RESULTS. A total of 978 patients (51.1%, men) were included. The median age was 73.3 years. The median hospital stay was 1 day; 90.3% of the patients had diabetes (82.3%, type 2), and 76.9% had a Charlson Comorbidity Index of 3 or higher. Insulin was the antidiabetic treatment the majority (72.6%) were using. Inadequate caloric intake was the most common cause of hypoglycemia (in 29.8%). A dextrose solution (5% or 10%) was used to correct hypoglycemia in 58.7%. Treatment in acute cases of hypoglycemia followed protocols in 36.2% of the ED cases; at discharge, treatment protocols were followed in 50.5% of cases. ED revisits were recorded for 23.6% at 30 days and for 36.8% at 90 days.
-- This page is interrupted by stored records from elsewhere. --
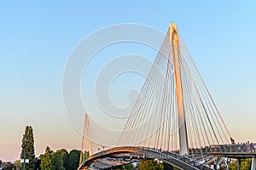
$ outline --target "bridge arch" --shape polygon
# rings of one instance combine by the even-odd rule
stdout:
[[[194,161],[188,157],[180,156],[177,153],[154,150],[152,148],[140,147],[140,146],[121,146],[111,148],[104,151],[94,154],[87,158],[78,168],[79,170],[87,169],[94,162],[98,159],[108,157],[115,154],[133,153],[143,155],[148,158],[160,158],[166,163],[168,163],[179,169],[207,169],[206,165]]]

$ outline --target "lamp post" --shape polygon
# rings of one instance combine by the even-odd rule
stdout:
[[[26,142],[24,143],[24,148],[23,148],[23,169],[26,170],[26,145],[28,139],[24,139],[22,141]]]

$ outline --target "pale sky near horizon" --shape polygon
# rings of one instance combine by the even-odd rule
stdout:
[[[0,3],[0,160],[19,159],[26,125],[37,156],[80,149],[63,105],[65,65],[86,36],[122,23],[166,32],[175,21],[232,136],[256,142],[255,1],[111,2]]]

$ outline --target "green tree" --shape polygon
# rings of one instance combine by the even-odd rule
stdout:
[[[61,152],[62,154],[63,167],[66,170],[67,170],[68,169],[68,152],[65,149],[61,150]]]
[[[79,167],[80,151],[73,150],[68,155],[68,170],[76,170]]]
[[[46,147],[45,153],[42,157],[40,167],[42,170],[54,169],[54,166],[52,164],[52,151],[48,146]]]
[[[63,155],[61,151],[59,150],[53,153],[52,156],[52,164],[55,170],[65,170],[63,167]]]
[[[26,126],[23,134],[20,158],[24,159],[24,149],[26,147],[26,159],[29,159],[29,163],[26,164],[26,169],[34,170],[36,163],[33,129],[31,126]],[[23,169],[23,167],[22,167]]]
[[[20,169],[21,169],[23,167],[23,165],[22,165],[22,163],[20,163],[20,160],[15,161],[14,165],[15,165],[15,167],[19,167]]]

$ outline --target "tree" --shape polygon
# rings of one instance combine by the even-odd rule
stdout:
[[[31,126],[26,126],[23,134],[20,158],[24,159],[24,149],[26,148],[26,159],[29,163],[26,164],[26,169],[34,170],[36,163],[33,129]],[[22,167],[23,169],[23,167]]]
[[[79,167],[80,151],[73,150],[69,152],[68,170],[76,170]]]
[[[45,153],[43,156],[40,164],[42,170],[51,170],[54,168],[52,164],[52,151],[49,147],[46,147]]]
[[[55,170],[65,170],[63,167],[63,155],[61,151],[59,150],[53,154],[52,157],[52,164]]]
[[[63,167],[66,170],[67,170],[68,169],[68,152],[65,149],[62,149],[60,151],[62,154]]]

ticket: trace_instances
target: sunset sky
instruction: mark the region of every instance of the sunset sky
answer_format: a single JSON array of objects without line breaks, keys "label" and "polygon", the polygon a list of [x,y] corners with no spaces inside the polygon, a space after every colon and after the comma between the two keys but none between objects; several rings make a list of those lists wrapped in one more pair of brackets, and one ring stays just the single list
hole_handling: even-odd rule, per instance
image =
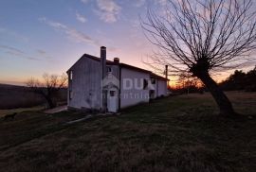
[{"label": "sunset sky", "polygon": [[65,72],[83,53],[141,68],[152,53],[139,26],[148,4],[166,0],[1,0],[0,83]]}]

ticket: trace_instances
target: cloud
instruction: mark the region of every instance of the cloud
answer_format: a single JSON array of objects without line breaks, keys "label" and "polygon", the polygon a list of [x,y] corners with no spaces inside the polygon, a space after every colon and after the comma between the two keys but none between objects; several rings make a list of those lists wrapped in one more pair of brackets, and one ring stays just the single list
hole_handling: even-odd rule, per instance
[{"label": "cloud", "polygon": [[101,20],[105,23],[115,23],[118,21],[121,7],[115,3],[114,0],[97,0],[99,8],[96,13],[101,17]]},{"label": "cloud", "polygon": [[0,44],[0,49],[6,50],[5,53],[9,54],[11,56],[15,56],[15,57],[23,58],[27,60],[39,60],[39,59],[27,56],[27,54],[24,51],[18,48],[12,47],[12,46]]},{"label": "cloud", "polygon": [[36,52],[40,55],[46,55],[46,52],[45,50],[42,50],[42,49],[37,49]]},{"label": "cloud", "polygon": [[27,37],[25,37],[17,32],[7,29],[7,28],[0,27],[0,34],[9,35],[17,41],[22,41],[25,43],[28,42],[28,38],[27,38]]},{"label": "cloud", "polygon": [[160,6],[166,6],[167,0],[155,0],[155,3],[159,4]]},{"label": "cloud", "polygon": [[81,2],[82,2],[83,4],[87,4],[89,0],[81,0]]},{"label": "cloud", "polygon": [[81,23],[85,23],[87,21],[87,19],[81,15],[80,13],[76,12],[76,17],[77,17],[77,20]]},{"label": "cloud", "polygon": [[56,31],[64,33],[68,39],[76,43],[85,43],[99,45],[98,41],[93,40],[91,37],[85,35],[84,33],[80,32],[76,30],[75,28],[68,27],[67,26],[64,24],[47,20],[46,17],[39,18],[39,21],[53,27]]},{"label": "cloud", "polygon": [[139,8],[145,4],[146,0],[136,0],[135,6]]}]

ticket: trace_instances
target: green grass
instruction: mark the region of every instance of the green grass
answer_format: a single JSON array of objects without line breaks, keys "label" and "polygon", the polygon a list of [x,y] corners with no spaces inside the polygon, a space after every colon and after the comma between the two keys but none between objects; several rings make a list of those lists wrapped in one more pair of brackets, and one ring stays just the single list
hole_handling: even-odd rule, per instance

Metabolic decompensation accounted for 26% of revisits within 30 days and 23% within 90 days. The 30-day and 90-day mortality rates were 6.7% and 8.9%, respectively. Hazard ratios (HRs) indicated that adherence to established protocols on discharge was associated with lower probability of ED revisiting at 30 days and 90 days, respectively, as follows: HR 0.45 (95% CI, 0.35-0.58) and HR 0.37 (95% CI, 0.26-0.53) for all-cause revisits; and HR 0.37 (95% CI, 0.19-0.72) and HR 0.44 (95% CI, 0.26-0.74) for revisits related to metabolic decompensation.
CONCLUSIONS. The most common profile of patients treated for hypoglycemia in EDs is a frail person of advanced age with type-2 diabetes under treatment with insulin. Inadequate caloric intake is the most common cause of hypoglycemic emergencies. Emergency physicians’ adherence to established protocols for treating hypoglycemia is low. Adherence to protocols for prescribing antidiabetic treatment at discharge is also low. Adherence is an independent factor that reduces the frequency of revisits, either for all causes or for metabolic decompensation.